- Username
- JBird88
- Date posted
- 5y ago
Hey I don’t know y’alls pronouns but I am a cis-gendered male who now in a loving relationship with the woman I want to marry. But before her I was in a 3 year long emotionally abusive relationship that ended badly. I’ve noticed my partner having similar anxieties to yours and I wanted to share my thoughts about what I’m think when she feels the way you do. Honestly: I know that I am with my partner NOW because she is my best friend, partner, everything. Whether or not your relationships are at that level, the only way I compare my partner to my ex is in two ways. Just noticing similar traits in partners that I notice from time to time (i.e. for me it was having a sense of humor that is silly. They are silly in different ways but it’s that silliness that I know I needed In partner. The other way? I think about how much happier I am to be with my partner now. She is my WORLD. There is a reason I got myself out of the abusive relationship and now in a beautiful relationship with “M”. She is my other half. Now, idk if you’re at the level of engagement or anything, but as a guy, I never feel the need to compare because I only wanna be with my girlfriend. You know how you may have liked something like a “bad boy sketchy type” but later in life you’re like, WOW that’s not attractive (unless that’s you’re thing then peace, love happiness). By us choosing YOU we are growing and maturing further into our life and as we grow we learn to choose what would be the best partner for me in every way; mentally, lifestyle, interests, morals etc etc. Long story short, by us moving on from the past and choosing you to be our futures, it’s a choice that I know I don’t regret.

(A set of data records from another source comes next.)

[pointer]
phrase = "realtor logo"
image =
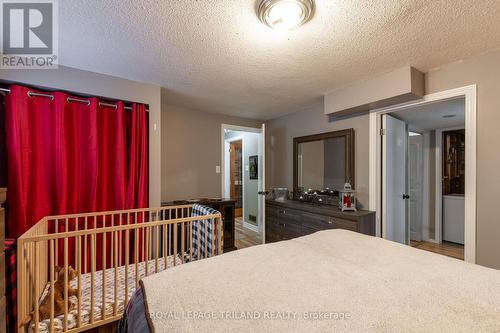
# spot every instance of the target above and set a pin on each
(29, 34)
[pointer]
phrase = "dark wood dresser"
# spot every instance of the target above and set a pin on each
(226, 207)
(291, 219)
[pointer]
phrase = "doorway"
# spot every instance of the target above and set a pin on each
(236, 174)
(409, 204)
(243, 180)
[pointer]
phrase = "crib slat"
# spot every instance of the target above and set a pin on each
(115, 253)
(104, 255)
(79, 260)
(112, 240)
(176, 226)
(120, 242)
(205, 225)
(157, 236)
(85, 261)
(183, 241)
(51, 266)
(190, 240)
(147, 251)
(66, 299)
(57, 242)
(127, 241)
(37, 292)
(136, 254)
(198, 239)
(212, 238)
(92, 276)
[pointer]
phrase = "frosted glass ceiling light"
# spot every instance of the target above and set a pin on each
(285, 14)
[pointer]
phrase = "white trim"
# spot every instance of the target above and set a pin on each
(426, 188)
(262, 198)
(470, 93)
(438, 205)
(439, 182)
(228, 141)
(257, 130)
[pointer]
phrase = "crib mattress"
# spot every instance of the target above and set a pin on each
(108, 306)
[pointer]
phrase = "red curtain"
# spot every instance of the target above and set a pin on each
(69, 157)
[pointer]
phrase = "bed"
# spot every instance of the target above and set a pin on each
(334, 280)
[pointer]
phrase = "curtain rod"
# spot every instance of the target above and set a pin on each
(71, 99)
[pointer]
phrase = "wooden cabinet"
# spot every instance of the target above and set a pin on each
(291, 219)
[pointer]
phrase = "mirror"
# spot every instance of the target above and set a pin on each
(324, 161)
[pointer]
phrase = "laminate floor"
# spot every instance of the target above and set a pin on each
(446, 248)
(245, 237)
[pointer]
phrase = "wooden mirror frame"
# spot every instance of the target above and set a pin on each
(349, 150)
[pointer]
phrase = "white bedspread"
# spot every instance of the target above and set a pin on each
(329, 281)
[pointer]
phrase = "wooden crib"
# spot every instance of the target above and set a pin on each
(111, 252)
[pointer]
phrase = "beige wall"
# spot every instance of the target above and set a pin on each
(191, 149)
(484, 71)
(281, 131)
(90, 83)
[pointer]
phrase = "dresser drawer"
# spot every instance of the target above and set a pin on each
(282, 214)
(322, 222)
(280, 229)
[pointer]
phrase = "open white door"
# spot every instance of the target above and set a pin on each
(262, 182)
(394, 194)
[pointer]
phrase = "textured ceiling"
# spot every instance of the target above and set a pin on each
(215, 55)
(430, 116)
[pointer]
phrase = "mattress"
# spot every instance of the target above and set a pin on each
(330, 281)
(108, 306)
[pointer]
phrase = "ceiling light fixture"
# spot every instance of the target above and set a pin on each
(285, 14)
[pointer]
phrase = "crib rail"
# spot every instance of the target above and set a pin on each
(111, 251)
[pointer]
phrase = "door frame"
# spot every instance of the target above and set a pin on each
(227, 143)
(422, 197)
(384, 184)
(257, 130)
(375, 176)
(438, 238)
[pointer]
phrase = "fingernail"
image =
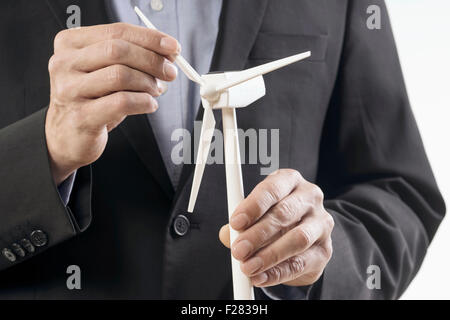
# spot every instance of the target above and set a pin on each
(260, 279)
(155, 105)
(169, 44)
(170, 71)
(162, 86)
(242, 249)
(253, 265)
(239, 222)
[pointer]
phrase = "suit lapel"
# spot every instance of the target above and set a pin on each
(240, 22)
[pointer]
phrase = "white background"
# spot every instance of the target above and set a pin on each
(422, 32)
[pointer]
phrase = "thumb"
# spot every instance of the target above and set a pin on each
(224, 235)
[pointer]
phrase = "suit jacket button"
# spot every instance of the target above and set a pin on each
(11, 257)
(27, 245)
(181, 225)
(38, 238)
(18, 250)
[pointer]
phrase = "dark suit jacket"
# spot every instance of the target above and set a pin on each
(345, 123)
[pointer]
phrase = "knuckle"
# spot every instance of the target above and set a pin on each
(296, 265)
(302, 236)
(54, 64)
(273, 256)
(118, 75)
(313, 277)
(272, 192)
(122, 101)
(317, 192)
(296, 176)
(329, 223)
(156, 63)
(115, 30)
(60, 39)
(152, 87)
(327, 250)
(275, 274)
(115, 49)
(284, 213)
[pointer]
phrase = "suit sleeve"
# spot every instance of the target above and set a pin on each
(378, 183)
(33, 216)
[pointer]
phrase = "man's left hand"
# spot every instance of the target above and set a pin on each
(285, 231)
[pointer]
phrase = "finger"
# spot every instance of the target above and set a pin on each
(266, 194)
(117, 78)
(111, 52)
(224, 235)
(114, 107)
(280, 218)
(294, 242)
(301, 270)
(153, 40)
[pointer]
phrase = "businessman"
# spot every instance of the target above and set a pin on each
(87, 178)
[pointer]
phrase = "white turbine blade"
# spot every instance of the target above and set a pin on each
(249, 74)
(242, 286)
(207, 132)
(188, 70)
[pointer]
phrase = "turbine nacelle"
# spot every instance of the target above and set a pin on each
(227, 91)
(239, 96)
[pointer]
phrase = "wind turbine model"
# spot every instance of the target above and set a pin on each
(227, 91)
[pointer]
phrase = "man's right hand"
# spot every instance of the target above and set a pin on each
(100, 75)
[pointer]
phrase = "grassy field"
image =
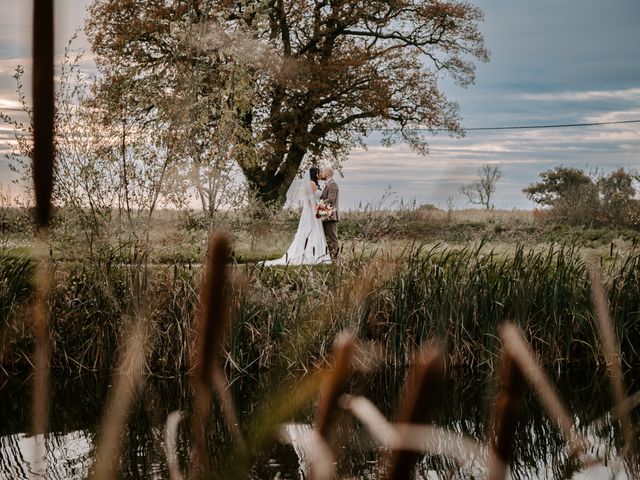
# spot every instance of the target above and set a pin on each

I know where you're coming from, I hit a low point where I checked my boyfriends ex girlfriend's page almost every day and compared my looks and posts they shared, thinking she was better and prettier and less problematic etc etc. It only got better when I talked to my boyfriend about it and he told me all about their relationship and how problematic it was and he told me how he thought I was better for him in every aspect, sometimes I still obsess about it but this heart to heart conversation really helped me, so maybe that could help you too!
Ugh I know how you feel.... I struggle with the other females, past or present, in my boyfriends life too.
Forgive the typos
Honestly I have talked to him about it and his relationship with her was also problematic. But I still obsess even tho I know it was bad. Which is why I feel like I’m going nuts
Guys I am SO tempted to stalk my boyfriends ex girlfriends Facebook and to try to unlock it to see old pics of them. I hate it so much I don’t know why I want to see past pictures of them together but I just do.
I dont know if this is considered ROCD, but Im always checking up on what my boyfriend is doing on social media and put thoughts into my head that he’s cheating on me... I’ve caught him sending messages to another girl, and it broke my heart. I was so close to breaking up with him but decided to give it another try and my trust in him is growing back. We have been really really good lately but I always am engaging in compulsions to check Instagram and every platform of social media. It is especially worse when I text him, and he doesn’t answer and I see him active on another platform... it triggers me to think he’s messaging another girl and my thoughts start spiralling. I do not try to engage in the compulsion to always check my phone but somehow I always do. It’s consuming my professional life and distracting me from work!! Any advice?
this will sound very confusing… One of my compulsions to relieve my anxiety is to take notes what I did today (suffering from compulsive checking OCD / false memory cheating OCD). Now I found a note from 12/29/20 where I wrote „OCD is telling me that a guy (I‘ve dated last year) is here but we did nothing.“ Now I‘m anxious and irritated by my note and OCD sees that as proof that I invited this guy. It sounds like I admitted it. Now OCD wants me to confess it to my boyfriend. I‘m at rock bottom right now 🥺 I was feeling so great since my last therapy session and each false memory of the last months disappeared.